Ben and Leah Mee are the owner/operators of Southern Alps Honey in Canterbury.
What got you started in beekeeping?
Ben has always had an interest in bees and their honey. As a child, he would kick the honey supers off the top of the hives that were on his parents’ farm and help himself to a frame of honey! Never mind a few stings here and there. On returning to New Zealand from working in Australia six years ago, we planned on purchasing up to six hives, for a hobby. We did this and enjoyed working with the bees. Then we met John Syme who talked about his beekeeping operation that he had sold two years before. We made the decision to purchase another 300 hives and grew from there with John mentoring us along the way.
How big is your operation?
We have approximately 1200 hives. Our apiary sites are situated in the Rakaia Gorge and from the foothills of Mt Hutt to Staveley, where we are based. Staff members include one full-time and five to six casual staff during the months we are extracting honey.
What do you find the most rewarding thing about being a beekeeper?
We both grew up on farms so have a natural affinity with the outdoors. We live in a beautiful country and having access to tend to our bees in these stunning areas is pretty special. We enjoy the animal health aspect to beekeeping, and managing the honey from hive, harvest, extraction, packing, marketing and sales, keeps us busy. Hearing back from customers that they love our honey and other products is also pretty cool!
Do you have a particular highlight from your time beekeeping?
Winning gold and silver awards for our honey at the annual ApiNZ conference, two years running is a definite highlight. We have also met a lot of great people through beekeeping and at the ApiNZ conferences who have provided support and networks for our business. This has been especially important this year, given the tough season we have had.
Sustainability is an important part of your business – why is this so important to you?
Sustainability is important for a number of reasons. If we look after our bees, the environment we live and work in, and provide a positive impact on our community, we believe our business will have a greater chance of long-term success.
What are a couple of things you do differently as a result of your focus on sustainability?
I’m not sure we do any single thing different to other beekeepers but we have goals regarding sustainability and continuously work towards achieving them.

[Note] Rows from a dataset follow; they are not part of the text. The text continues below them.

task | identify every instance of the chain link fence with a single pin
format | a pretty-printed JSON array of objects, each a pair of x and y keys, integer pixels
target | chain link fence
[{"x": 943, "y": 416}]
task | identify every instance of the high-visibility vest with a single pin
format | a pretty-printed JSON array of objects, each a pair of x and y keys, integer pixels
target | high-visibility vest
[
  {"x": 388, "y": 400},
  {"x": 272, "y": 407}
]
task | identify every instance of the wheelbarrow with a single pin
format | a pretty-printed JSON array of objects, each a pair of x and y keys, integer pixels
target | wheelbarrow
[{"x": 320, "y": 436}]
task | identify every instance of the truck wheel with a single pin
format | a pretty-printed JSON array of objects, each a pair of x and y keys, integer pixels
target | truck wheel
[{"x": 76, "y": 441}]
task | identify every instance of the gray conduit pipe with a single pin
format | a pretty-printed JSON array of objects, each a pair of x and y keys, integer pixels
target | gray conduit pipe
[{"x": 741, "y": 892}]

Some of the things we do are:
- All hives are located a minimum distance from other sites, preventing the spread of disease. They are in close proximity to a source of nectar, pollen and water and positioned for maximum sunshine year-round.
- We run an extensive wasp baiting program and have planted additional trees for bees along creeks near apiary sites. We’ve also fenced off existing natives to keep domestic livestock out.
- We do not use any plastic frames, only wood. Hive brood boxes and supers are all made from pine and paraffin-dipped to prevent rotting. All boxes and frames are repaired/recycled, reducing the environmental impact and creating long term use of our hive-wear.
- We provide education to local groups, pre-schoolers and school groups with shed tours and school visits with the glass hive. Epipens have been placed in strategically on farms where our apiary sites are located, and immediate medical help is unavailable, to protect the public from medical emergencies caused from beestings.